MUMBAI: When the tech titan starts looking a little wobbly, even the Magnificent Seven can feel the tremors because Microsoft is currently starring in its own sequel, “Clouds and Doubts.” Microsoft is on track for its worst quarterly performance since the 2008 global financial crisis, according to Bloomberg, as investors grow increasingly uneasy about rising capital expenditure and intensifying competition from nimble AI firms. The company has been pouring money into AI infrastructure, yet markets are questioning when these hefty investments will finally deliver stronger revenue growth.
At the same time, investors are shifting away from traditional software stocks amid fears that AI startups such as Anthropic and OpenAI are developing autonomous agents capable of replacing established products, including those from Microsoft. Jonathan Cofsky, portfolio manager at Janus Henderson Investors, noted growing concern that customers may bypass Microsoft and deal directly with AI vendors, potentially disrupting its core business and putting pressure on pricing and margins.

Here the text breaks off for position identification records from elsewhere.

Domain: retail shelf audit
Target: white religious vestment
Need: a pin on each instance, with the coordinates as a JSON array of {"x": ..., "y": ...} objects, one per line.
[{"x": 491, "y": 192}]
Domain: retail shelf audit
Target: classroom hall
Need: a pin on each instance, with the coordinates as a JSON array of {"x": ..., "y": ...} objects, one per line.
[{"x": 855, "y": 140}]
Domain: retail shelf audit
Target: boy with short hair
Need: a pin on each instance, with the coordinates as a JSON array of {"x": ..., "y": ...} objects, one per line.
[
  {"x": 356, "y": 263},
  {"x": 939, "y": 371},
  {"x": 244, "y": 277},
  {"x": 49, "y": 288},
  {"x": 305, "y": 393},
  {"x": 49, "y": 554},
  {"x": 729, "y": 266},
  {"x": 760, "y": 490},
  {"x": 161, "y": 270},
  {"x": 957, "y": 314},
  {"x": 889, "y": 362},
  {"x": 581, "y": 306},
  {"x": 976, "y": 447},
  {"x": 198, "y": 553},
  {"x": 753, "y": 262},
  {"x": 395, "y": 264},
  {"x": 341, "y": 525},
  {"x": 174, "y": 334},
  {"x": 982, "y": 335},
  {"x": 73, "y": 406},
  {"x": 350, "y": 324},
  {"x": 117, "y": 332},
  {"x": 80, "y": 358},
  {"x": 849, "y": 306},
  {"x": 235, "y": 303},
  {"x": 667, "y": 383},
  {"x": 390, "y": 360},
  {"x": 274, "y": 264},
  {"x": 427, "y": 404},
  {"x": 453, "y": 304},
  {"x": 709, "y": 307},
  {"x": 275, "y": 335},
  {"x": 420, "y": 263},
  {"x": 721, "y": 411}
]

Microsoft’s stock has tumbled 25 per cent in the first quarter, putting it on course for its largest drop since a 27 per cent fall in the fourth quarter of 2008. It has also emerged as the weakest performer among the so-called Magnificent Seven technology stocks, while a broader index tracking the group has fallen 14 per cent over the same period. The shares slipped a further 1.7 per cent after markets opened on Friday, marking a potential fourth consecutive session of declines.
Cofsky pointed out that Microsoft has become more capital intensive and that improved investor confidence will hinge on assurances that software growth will not slow materially. Despite the sell-off, the stock is now trading at less than 20 times projected earnings over the next 12 months, its lowest valuation level since June 2016. Its valuation remains slightly above that of the S&P 500 Index, although it has recently traded at a discount to the broader benchmark for the first time since 2015.

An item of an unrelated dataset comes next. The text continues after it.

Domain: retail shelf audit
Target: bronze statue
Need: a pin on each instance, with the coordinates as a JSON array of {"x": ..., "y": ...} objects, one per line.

Bloomberg data shows Microsoft’s capital expenditure, including leases, is expected to surge to $146 billion in fiscal 2026, up around 66 per cent from $88 billion in fiscal 2025. Spending is projected to climb further to $170 billion in fiscal 2027 and $191 billion in fiscal 2028, based on average estimates. Investors are growing cautious about such levels of spending without clearer signs of stronger growth.

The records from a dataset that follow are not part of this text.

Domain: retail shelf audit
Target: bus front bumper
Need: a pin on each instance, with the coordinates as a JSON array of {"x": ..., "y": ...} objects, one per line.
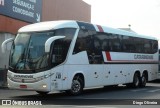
[{"x": 42, "y": 85}]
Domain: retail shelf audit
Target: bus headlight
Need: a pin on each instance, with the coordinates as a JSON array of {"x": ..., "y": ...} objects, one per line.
[{"x": 44, "y": 86}]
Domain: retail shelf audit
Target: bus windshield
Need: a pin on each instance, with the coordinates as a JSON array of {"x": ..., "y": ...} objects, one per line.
[{"x": 28, "y": 50}]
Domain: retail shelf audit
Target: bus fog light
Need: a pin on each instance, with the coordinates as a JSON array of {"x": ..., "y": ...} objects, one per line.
[{"x": 44, "y": 86}]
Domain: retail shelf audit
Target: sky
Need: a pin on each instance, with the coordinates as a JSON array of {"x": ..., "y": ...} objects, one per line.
[{"x": 142, "y": 15}]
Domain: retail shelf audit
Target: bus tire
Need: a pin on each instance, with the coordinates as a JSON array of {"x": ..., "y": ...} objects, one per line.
[
  {"x": 42, "y": 92},
  {"x": 77, "y": 86},
  {"x": 136, "y": 80},
  {"x": 143, "y": 80}
]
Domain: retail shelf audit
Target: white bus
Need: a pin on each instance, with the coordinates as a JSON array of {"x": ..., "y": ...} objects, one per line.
[{"x": 73, "y": 55}]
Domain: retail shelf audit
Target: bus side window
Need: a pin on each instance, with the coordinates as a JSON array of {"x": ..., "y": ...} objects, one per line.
[{"x": 82, "y": 42}]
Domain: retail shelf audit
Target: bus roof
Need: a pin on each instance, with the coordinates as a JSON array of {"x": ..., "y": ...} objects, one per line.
[{"x": 50, "y": 25}]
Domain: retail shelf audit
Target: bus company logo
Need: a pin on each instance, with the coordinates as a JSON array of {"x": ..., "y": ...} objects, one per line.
[
  {"x": 6, "y": 102},
  {"x": 1, "y": 2}
]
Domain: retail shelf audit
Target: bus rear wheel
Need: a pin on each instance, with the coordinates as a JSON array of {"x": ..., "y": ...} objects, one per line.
[
  {"x": 136, "y": 80},
  {"x": 77, "y": 86}
]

Microsoft’s Azure cloud division has reported a slight slowdown in growth compared with the previous quarter, while its Copilot AI product has seen limited user traction, prompting internal changes aimed at improving performance. Ben Reitzes, an analyst at Melius Research, warned in a March note that Microsoft’s upside in Azure could be constrained as the company works to address challenges related to its AI models and Copilot offering, adding that these issues are unlikely to be resolved in the short term.
Of the 67 analysts covering Microsoft, 63 maintain buy ratings, three hold ratings and one a sell rating. The average 12-month price target of $592 implies a potential upside of more than 64 per cent, the highest on record based on data going back to 2009. The stock is also trading below its 200-day moving average by the widest margin since 2009.
Reitzes suggested the dominance of buy ratings may indicate complacency among analysts, while highlighting risks in Microsoft’s productivity and business processes segment as well as its More Personal Computing division. In contrast, Tal Liani of Bank of America reinstated coverage with a buy rating, citing durable multi-year growth prospects across cloud and AI. Jake Seltz, portfolio manager at Allspring Global Investments, maintained that Microsoft retains strong long-term value and that its AI strategy is likely to be validated over time, viewing near-term concerns as a potential opportunity for longer-term investors.
The report highlights a growing divergence in market sentiment, with optimism around long-term AI potential weighed against immediate execution risks and investor uncertainty. In the world of big tech, even the mightiest clouds can have silver linings but right now, Microsoft’s investors are scanning the horizon for clearer skies.